7 The appropriate starting point is a reminder that the young person now stands for sentence not by way of punishment for her breaches earlier referred to, but by way of punishment for the principal offence to which she pleaded guilty in 1999. That sentence has to be settled in accordance with the ordinary sentencing principles. That is to say, it has to be settled in a way which brings to proper account all relevant objective and subjective matters.
8 The relevant objective matters seem to me to be as follows:
9 The murder in question was a particularly callous crime. Its background and incidents are sufficiently described in the remarks on sentence delivered on 23 June 1999 and need not now be repeated in detail.
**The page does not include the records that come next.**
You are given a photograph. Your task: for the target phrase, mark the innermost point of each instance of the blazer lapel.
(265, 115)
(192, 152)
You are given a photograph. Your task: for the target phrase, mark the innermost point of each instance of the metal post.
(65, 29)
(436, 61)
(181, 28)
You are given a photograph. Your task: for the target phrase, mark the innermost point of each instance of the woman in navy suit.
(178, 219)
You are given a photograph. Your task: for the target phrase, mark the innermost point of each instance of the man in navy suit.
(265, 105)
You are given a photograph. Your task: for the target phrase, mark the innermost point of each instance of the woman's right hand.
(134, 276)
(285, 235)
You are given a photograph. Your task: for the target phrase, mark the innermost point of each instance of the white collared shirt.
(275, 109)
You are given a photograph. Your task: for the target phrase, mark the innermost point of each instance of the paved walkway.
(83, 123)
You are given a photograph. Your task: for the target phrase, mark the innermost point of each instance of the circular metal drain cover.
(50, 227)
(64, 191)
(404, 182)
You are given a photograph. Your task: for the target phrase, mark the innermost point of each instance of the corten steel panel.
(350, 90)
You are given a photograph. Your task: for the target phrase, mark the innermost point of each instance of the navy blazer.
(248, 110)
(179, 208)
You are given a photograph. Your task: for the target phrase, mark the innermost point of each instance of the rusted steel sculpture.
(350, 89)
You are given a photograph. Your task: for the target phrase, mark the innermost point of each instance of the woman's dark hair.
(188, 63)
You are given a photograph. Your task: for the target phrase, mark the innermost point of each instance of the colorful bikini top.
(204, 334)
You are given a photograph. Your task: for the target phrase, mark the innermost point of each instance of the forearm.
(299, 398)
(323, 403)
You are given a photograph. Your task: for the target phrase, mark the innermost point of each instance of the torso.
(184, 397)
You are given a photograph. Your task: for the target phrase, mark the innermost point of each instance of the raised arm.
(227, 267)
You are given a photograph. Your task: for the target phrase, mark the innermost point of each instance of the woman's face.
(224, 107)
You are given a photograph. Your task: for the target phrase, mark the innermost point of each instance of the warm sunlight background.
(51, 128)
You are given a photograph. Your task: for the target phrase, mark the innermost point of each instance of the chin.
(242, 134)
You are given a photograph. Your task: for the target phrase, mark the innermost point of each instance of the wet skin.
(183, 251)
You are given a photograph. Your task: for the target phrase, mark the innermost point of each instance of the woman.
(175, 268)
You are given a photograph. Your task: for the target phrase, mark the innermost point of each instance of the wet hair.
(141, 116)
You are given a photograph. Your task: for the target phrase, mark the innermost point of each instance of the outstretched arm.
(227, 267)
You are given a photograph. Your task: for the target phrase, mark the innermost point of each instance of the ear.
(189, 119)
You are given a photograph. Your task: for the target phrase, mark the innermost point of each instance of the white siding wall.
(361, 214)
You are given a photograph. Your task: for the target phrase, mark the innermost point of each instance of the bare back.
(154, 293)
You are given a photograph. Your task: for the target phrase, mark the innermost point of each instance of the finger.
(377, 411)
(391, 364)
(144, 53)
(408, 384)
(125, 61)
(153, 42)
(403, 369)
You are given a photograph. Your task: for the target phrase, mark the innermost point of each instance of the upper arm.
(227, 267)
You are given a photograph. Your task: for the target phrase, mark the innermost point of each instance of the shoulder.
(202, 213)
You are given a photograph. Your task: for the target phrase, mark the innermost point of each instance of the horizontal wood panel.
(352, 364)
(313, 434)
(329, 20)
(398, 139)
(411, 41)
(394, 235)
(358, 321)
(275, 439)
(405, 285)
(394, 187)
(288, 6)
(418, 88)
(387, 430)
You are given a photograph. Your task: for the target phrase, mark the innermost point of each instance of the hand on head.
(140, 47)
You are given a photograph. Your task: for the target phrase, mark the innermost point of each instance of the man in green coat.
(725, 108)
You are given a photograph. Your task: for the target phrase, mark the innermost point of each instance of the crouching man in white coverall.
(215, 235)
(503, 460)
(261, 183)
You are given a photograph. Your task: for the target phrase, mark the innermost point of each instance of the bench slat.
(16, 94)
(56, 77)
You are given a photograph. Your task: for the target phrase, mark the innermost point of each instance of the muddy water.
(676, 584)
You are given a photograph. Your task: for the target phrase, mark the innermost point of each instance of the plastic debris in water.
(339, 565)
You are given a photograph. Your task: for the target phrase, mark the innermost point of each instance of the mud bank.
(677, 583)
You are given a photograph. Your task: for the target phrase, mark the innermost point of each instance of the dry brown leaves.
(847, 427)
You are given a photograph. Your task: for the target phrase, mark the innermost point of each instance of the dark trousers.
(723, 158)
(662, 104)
Granting, as must of course be done, that there are important questions of degree properly to be considered in connection with accessorial offences, it is, I think, important to make clearly and with a proper emphasis the point that any deliberate acts designed to suppress the prompt bringing to justice of a murder constitute themselves a serious breach of public order and of public justice. No doubt those considerations of high public policy inform the view of the Legislature, as expressed in the relevant provisions of the Crimes Act, that the statutory maximum penalty for the offence of being an accessory after the fact to a murder is a sentence of imprisonment for 25 years.
10 In the present particular case it has to be acknowledged that the young person's offending behaviour falls within a small compass which is adequately described in the earlier remarks on sentence and which need not now be repeated. It could not fairly be said that the young person's offence is by any means the worst kind of case of the offence in question; but even so, and as I have said, it must be viewed objectively as a serious breach of public order and of public justice.
11 The relevant subjective matters are put simply:
(1) The youth of the young person. She is now aged 18 as of the first of this month.
(2) She has an infant son named Andrew Jessup who is now aged 18 months. The young person seems to have a genuine maternal concern for the infant; and some proper opportunity to continue in her natural nurturing role in connection with the infant's development seems to offer, on the basis of the available evidence, a real vehicle for the future rehabilitation of the young person.